I would recommend having a discussion in your team to identify those kinds of meaningful, reusable chunks of code. For instance:

  • In a team of maybe two people, it's perhaps acceptable to write five APIs at the same time in one PR
  • If you're working with a team of 10, it might be useful to just do one API at a time

Breaking down code into meaningful, usable chunks (even when you're writing them through AI) is the second piece of the puzzle.

Test-Driven and Spec-Driven Development

The third thing, and perhaps it's fundamental to almost all three stages, is building a practice of doing test-driven and spec-driven development.

This is where you need to give very clear directions about:

  • The kind of feature you want the AI to develop
  • What are its success criteria
  • What are the failure criteria

Those specs could actually be used by the coding agent to write the tests first. It's all right to write the tests in natural language or English first, then convert them into code after the feature has been written.

My typical flow:

  1. Give the specs to the coding agent
  2. Use another sub-agent to refine specs based on the context
  3. From the specs, ask the agent to write tests in English language at this point (not the actual code of the tests)
  4. Ask the agent to actually write the code
  5. Write actual unit tests and sometimes integration tests to test that code

Measuring Your Productivity

It's crucial that you're able to measure your own productivity when vibe coding.

Metrics to track:

1. Lines of code

Typically, most of us will have reference to the number of code lines we produced before we were vibe coding.

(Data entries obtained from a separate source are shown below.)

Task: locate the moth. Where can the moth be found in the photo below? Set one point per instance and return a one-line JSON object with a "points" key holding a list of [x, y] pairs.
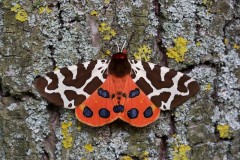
{"points": [[102, 91]]}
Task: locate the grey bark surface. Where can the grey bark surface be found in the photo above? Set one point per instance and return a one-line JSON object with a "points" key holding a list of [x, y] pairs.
{"points": [[205, 127]]}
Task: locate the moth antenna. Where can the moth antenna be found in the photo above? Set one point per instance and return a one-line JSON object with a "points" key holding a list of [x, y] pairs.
{"points": [[123, 46], [118, 47]]}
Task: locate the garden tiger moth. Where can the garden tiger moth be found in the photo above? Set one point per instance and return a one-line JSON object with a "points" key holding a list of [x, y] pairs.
{"points": [[102, 91]]}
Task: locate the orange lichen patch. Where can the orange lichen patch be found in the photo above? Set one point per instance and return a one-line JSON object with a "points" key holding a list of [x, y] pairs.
{"points": [[143, 53], [178, 51], [67, 137], [226, 41], [21, 14], [89, 148], [94, 13], [224, 130], [208, 87], [106, 31], [235, 46], [126, 158], [106, 1], [44, 9], [180, 152], [198, 44]]}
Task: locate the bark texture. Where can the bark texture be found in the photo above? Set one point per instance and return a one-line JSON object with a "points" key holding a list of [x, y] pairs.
{"points": [[198, 37]]}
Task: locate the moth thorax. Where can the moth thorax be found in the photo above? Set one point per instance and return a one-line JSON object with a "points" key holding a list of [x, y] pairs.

So it's very easy to compare how many lines of code we're writing now with vibe coding.

2. Code review quality

  • How many rounds of code review are we going through?
  • How many rounds of comments do we get on our PR?
  • How many issues have been opened up on that PR after merging?

3. Cost (time and dollars)

Time cost: Did it end up taking more time for you as you were developing this feature while vibe coding? And why did it take more time? What could you have done differently in your workflow to reduce that time?

Perhaps this was a feature where you had to add like 10 new lines of code, and it would've been easier for you to directly do it on your own versus giving a lot of context to an LLM so that it does it the right way.

Dollar cost: Maybe you had to debug a feature and you were giving too many logs, detailed logs to the LLM, which was ending in a lot of tokens. While ultimately the fix was pretty simple and mostly needed tribal knowledge of how the system worked versus having to analyze logs in very detail.

So are you thinking about things, or are you kind of just leveraging brute force LLM power?

Don't get me wrong. There's nothing wrong with brute-forcing LLM usage. But especially for engineers, where we need to optimize and make our workflows and productivity flows more efficient, it's critical to analyze how we are using our time and not getting lost in this universe of knowledge and agency that LLMs provide us.


Conclusion

At the end of the day, coding through these pre-trained models is definitely useful. It enables you to do more work and think about the bigger picture. The potential is enormous. But the real skill isn't just in using AI to code. It's in crafting a sustainable, thoughtful practice around it. One that makes you more productive without making you reckless. One that empowers you without overwhelming you.

That's the journey. And it's still evolving.